Lua is currently the fastest scripting language out there, however Lua scores really bad in a few benchmarks against C/C++.
One of those is the mandelbrot test (Generate Mandelbrot set portable bitmap file N=16,000), where it scores a horrible 1:109(Multi Core) or 1:28(Single Core)
Since the Delta in speed is quite large, this is a good candidate for optimizations. Also I'm sure some that those who know who Mike Pall is might believe its not possible to optimize this any further, but that's blatantly wrong. Anyone who has done optimizations knows it is always possible to do better. Besides I did manage to get some extra performance with a few tweaks, so I know its possible :)

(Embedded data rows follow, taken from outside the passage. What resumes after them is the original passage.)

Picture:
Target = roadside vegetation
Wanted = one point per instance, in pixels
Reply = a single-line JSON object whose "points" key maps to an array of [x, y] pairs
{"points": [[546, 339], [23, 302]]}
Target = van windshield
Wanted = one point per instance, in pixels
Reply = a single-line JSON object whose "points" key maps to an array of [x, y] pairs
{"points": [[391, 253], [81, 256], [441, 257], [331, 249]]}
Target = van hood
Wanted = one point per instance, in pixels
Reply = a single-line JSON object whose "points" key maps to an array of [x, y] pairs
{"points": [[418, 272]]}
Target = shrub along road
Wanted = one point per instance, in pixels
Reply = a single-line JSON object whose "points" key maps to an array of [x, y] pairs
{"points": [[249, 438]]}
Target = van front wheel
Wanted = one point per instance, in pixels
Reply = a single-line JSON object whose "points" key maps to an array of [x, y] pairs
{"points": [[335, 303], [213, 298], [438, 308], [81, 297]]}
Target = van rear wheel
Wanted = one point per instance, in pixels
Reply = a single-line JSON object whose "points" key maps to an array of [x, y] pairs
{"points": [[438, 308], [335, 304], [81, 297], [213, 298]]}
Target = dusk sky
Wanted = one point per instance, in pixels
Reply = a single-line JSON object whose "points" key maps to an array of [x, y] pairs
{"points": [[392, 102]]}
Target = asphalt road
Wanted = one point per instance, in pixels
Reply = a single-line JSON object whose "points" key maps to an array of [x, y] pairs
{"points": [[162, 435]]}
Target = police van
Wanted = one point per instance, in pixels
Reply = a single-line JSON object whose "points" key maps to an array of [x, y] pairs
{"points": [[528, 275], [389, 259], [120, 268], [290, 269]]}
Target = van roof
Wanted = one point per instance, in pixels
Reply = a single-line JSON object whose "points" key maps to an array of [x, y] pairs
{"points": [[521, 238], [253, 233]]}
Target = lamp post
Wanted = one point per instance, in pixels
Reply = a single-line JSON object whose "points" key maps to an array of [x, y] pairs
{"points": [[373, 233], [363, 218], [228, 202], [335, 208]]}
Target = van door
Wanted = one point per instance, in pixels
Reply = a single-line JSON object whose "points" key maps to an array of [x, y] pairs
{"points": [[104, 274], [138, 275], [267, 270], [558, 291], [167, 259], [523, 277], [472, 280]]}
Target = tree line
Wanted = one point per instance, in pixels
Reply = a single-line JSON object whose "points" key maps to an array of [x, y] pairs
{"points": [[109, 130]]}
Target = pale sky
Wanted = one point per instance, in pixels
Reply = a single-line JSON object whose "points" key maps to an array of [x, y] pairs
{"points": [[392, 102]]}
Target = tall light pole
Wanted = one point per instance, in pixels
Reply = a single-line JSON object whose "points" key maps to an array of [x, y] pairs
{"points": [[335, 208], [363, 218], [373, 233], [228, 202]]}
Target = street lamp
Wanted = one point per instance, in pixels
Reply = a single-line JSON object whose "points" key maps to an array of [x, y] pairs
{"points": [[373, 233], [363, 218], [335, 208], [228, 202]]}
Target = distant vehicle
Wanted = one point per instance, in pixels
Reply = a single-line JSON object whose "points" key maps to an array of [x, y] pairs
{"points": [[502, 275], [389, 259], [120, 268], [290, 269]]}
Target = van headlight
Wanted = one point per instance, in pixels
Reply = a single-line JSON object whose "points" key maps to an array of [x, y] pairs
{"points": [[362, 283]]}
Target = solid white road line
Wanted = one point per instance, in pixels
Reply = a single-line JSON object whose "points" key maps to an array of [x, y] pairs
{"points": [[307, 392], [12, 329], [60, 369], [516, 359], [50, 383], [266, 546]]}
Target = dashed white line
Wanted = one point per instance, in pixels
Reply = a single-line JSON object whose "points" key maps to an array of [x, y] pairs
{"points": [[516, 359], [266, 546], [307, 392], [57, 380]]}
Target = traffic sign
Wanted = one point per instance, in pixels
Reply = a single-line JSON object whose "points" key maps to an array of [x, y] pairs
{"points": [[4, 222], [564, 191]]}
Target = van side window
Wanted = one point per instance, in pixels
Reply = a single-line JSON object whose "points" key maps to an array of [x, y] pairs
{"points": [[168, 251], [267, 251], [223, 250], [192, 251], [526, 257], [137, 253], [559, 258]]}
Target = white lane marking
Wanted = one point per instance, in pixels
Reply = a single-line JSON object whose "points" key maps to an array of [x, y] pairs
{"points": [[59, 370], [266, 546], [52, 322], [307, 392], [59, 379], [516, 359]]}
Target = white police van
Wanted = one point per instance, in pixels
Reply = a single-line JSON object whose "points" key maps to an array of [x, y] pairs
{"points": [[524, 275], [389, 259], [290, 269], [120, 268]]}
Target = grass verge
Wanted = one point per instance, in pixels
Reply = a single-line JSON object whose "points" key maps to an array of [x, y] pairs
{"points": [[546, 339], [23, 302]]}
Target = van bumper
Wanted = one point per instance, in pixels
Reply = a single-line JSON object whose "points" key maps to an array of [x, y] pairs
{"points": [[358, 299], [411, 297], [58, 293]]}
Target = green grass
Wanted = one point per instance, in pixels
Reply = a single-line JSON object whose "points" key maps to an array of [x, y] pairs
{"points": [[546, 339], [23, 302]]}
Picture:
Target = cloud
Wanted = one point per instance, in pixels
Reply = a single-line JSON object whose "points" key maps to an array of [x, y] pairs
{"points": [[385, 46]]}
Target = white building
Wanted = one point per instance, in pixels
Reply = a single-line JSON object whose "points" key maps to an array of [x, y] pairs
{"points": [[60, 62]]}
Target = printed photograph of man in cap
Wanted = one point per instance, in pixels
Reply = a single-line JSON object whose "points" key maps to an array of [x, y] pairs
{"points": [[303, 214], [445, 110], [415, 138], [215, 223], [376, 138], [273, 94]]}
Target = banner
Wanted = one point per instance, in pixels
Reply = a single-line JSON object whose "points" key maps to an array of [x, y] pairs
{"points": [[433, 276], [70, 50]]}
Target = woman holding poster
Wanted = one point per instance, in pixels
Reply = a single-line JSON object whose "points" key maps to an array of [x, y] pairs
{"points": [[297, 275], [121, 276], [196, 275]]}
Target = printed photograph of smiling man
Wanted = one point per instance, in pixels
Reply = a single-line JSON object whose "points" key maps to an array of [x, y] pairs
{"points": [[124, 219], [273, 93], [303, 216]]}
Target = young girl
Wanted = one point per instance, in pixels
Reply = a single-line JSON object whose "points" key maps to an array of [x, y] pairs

-- The Computer Language Shootout
-- http://shootout.alioth.debian.org/
-- contributed by Mike Pall
local width = tonumber(arg and arg[1]) or 100
local height, wscale = width, 2/width
local m, limit2 = 50, 4.0
local write, char = io.write, string.char
write("P4\n", width, " ", height, "\n")
for y=0,height-1 do
local Ci = 2*y / height - 1
for xb=0,width-1,8 do
local bits = 0
local xbb = xb+7
for x=xb,xbb < width and xbb or width-1 do
bits = bits + bits
local Zr, Zi, Zrq, Ziq = 0.0, 0.0, 0.0, 0.0
local Cr = x * wscale - 1.5
for i=1,m do
local Zri = Zr*Zi
Zr = Zrq - Ziq + Cr
Zi = Zri + Zri + Ci
Zrq = Zr*Zr
Ziq = Zi*Zi
if Zrq + Ziq > limit2 then
bits = bits + 1
break
end
end
end
if xbb >= width then
for x=width,xbb do bits = bits + bits + 1 end
end
write(char(255-bits))
end
end
So how could this be optimized (of course as with any optimization you have to measure your implementation to be sure its faster). And you aren't allowed to alter the C-core of Lua for this, or use LuaJit, its about finding ways to optimizing one of Lua's weak weak points.
Edit: Putting a Bounty on this as to make the challenge more fun.